I think that there is merit in some of what Scott lauds, quite aside from faith.

  • Don’t confuse fertility rites with other social and family virtues. Sex is everywhere, from advertising to common dress. The assumption that hints of breast and leg and sexual availability are related to “pretty” or beauty is decadent. The assumption that sex is another name for love is derogatory. And looking for a sex partner instead of a mate and co-parent is distracting from self-respect and responsibility.
  • The home as culture. A house is a building. A home is an assemblage of traditions, rituals, and values that define a culture. The home is defined by those that dwell there, and how the home and those that live there interact with extended family, with community and nation.
  • There is a reason to make babies. Most of us were raised in a community and family heritage that sees children as the continuation of their parent cultures. The intent is to teach the child the values, the traditions and rituals that enrich and empower the lives of parents and community. By raising the child, the culture of parents and community are preserved into the future.
  • We each choose to honor the culture that formed who we are, or to amend or abandon it. Much of the turmoil and the un-familied people and children is because decadent forces in the United States sought to diminish the effect of home on children, to form a society of uniformly un-familied (lost and rebellious) souls.
  • There is a difference between sex and making babies. Those that intend to make babies must choose a partner and co-parent to be, that will fill domestic, economic, and genetic role expectation. Matters of discipline (will to complete a task), honor, respect, and competence are much more important than physical condition. Socially, I contend that the better partner will not be particularly skilled at winning bed partners. Making a baby is an act of cultural continuity. Making a baby affirms belief and acceptance of parent and community culture, and defines the role of the family within extended family, community, and nation. Sex is a hormone event, part recreation, part exploration of emotional bonding, part affirmation of partnership in the home.
  • Looking for a sex partner is an act of disrespect to self, family, and community. If you don’t depend on someone to help raise your child – how can you afford to spend intimate time with them? Conscious intentions aside, the body is a hormone-driven mechanism. Train it to respond to sexual signals, and it will. Choose to define those signals with respect to home and partner(s) helping to form that home, and you get the hormones, the emotional involvement, and physical adaption of the body all centered on enriching ties. Choose to train the body to attract available prospects, and you encumber the body’s ability to later live a chaste life. Experience many partners, and you train the body to react to . . . many partners. Sex is a life skill, and developing that skill to share with one or many is a life choice, difficult to change once acted on. Besides, like riding a bicycle, anyone interested can learn to be a better intimate partner.
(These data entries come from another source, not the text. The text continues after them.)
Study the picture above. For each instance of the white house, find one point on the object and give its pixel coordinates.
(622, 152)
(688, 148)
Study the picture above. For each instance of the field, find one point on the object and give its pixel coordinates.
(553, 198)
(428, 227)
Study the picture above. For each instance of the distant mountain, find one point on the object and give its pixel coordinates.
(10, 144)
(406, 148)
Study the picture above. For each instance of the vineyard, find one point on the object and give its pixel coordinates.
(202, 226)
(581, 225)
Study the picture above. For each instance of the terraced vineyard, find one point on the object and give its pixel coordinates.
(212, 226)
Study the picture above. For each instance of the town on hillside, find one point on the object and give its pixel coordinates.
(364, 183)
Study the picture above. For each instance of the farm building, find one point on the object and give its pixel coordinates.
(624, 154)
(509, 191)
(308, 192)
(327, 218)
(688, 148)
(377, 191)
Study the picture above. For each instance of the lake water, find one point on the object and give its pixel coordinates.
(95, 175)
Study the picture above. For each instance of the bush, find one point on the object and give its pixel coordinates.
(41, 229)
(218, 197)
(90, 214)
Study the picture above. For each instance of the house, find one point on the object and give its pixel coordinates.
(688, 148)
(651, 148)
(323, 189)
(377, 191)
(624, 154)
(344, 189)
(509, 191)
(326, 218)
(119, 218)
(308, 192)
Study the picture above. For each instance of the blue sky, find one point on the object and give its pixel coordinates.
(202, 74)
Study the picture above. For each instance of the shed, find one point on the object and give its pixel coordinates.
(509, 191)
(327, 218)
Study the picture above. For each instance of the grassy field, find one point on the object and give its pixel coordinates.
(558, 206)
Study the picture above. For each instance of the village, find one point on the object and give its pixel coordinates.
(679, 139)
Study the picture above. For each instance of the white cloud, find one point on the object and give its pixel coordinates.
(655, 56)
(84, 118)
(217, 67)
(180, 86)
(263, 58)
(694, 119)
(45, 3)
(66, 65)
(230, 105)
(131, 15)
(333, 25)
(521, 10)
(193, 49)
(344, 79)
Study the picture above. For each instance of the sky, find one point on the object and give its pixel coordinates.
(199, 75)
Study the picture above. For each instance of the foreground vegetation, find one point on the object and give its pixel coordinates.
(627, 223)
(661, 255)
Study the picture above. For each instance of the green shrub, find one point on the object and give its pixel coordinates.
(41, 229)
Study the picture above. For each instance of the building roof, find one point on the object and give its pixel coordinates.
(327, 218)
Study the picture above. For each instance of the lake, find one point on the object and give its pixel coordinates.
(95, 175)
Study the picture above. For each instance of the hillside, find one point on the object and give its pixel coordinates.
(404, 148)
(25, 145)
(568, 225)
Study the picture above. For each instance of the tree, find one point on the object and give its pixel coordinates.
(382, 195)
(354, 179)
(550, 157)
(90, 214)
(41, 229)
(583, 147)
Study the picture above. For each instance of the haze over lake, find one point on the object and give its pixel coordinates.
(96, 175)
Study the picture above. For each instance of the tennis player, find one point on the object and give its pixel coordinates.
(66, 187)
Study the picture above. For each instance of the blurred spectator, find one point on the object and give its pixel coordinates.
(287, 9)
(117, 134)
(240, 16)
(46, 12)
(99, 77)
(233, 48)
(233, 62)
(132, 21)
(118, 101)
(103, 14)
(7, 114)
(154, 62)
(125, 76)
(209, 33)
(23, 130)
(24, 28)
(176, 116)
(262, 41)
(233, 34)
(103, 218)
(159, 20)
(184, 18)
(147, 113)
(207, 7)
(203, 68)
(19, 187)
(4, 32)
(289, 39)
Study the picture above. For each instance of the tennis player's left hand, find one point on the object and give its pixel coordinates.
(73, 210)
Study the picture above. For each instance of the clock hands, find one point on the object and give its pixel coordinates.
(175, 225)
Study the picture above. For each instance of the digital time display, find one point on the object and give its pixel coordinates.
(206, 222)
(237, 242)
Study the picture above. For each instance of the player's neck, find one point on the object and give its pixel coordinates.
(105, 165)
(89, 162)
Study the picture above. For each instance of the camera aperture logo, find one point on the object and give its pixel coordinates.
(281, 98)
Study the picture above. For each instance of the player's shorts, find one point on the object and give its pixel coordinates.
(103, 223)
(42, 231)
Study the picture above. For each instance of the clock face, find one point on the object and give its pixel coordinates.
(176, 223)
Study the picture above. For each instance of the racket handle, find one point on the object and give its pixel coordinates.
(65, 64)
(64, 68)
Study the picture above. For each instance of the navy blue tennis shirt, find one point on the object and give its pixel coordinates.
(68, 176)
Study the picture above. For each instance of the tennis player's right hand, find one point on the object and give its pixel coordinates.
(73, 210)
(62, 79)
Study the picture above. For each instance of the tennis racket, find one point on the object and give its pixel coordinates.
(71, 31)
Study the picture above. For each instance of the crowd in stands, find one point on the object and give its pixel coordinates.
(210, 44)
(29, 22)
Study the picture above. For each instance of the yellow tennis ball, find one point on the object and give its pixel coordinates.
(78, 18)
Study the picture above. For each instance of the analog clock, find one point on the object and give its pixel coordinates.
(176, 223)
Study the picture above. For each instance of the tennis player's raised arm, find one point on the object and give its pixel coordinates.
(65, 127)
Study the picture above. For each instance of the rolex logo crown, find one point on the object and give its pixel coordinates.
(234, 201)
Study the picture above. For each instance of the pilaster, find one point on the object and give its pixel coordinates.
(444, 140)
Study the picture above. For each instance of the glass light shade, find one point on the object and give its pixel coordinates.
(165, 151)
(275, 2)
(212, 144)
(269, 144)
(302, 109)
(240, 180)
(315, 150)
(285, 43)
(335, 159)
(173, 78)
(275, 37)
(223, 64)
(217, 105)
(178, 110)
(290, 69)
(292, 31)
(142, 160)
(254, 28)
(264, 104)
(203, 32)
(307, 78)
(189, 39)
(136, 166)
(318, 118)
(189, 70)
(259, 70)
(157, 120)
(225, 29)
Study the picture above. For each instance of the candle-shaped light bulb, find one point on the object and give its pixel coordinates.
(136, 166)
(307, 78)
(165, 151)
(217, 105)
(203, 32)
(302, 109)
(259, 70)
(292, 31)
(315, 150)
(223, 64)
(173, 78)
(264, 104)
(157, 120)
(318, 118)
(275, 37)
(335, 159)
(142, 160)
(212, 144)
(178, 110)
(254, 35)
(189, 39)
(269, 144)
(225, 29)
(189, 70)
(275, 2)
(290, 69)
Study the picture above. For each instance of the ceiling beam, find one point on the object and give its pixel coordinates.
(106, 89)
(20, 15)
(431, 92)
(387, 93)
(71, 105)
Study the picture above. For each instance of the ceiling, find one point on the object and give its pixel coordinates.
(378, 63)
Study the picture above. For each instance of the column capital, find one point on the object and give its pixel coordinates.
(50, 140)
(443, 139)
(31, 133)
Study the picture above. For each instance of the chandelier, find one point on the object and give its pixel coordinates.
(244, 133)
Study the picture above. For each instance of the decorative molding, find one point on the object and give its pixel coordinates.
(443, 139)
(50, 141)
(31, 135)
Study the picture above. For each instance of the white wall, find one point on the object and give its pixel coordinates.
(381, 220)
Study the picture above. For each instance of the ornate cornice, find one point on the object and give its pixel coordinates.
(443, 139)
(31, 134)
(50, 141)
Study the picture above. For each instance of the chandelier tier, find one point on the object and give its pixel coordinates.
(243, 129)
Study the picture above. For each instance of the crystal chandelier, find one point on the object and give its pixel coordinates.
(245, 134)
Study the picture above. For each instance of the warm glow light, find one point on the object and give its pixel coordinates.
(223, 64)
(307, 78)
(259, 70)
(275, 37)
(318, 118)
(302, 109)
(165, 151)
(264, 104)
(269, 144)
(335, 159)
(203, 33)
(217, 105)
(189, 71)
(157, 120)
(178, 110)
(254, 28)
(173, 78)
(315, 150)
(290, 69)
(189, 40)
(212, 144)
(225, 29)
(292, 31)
Roles of women within the home, or men, or in whatever combination, are quite rigidly defined for most Christians. My own feeling is that roles within the home and community are matters of the home. I think communities are enriched that admit and support whatever homes may form, that nurture and respect themselves and others.

And I don’t think I much care whether this is the 21st century or the 20th. Culture of home, community, and extended family and nation, and honor and respect, are just what they have been, and still worthy goals.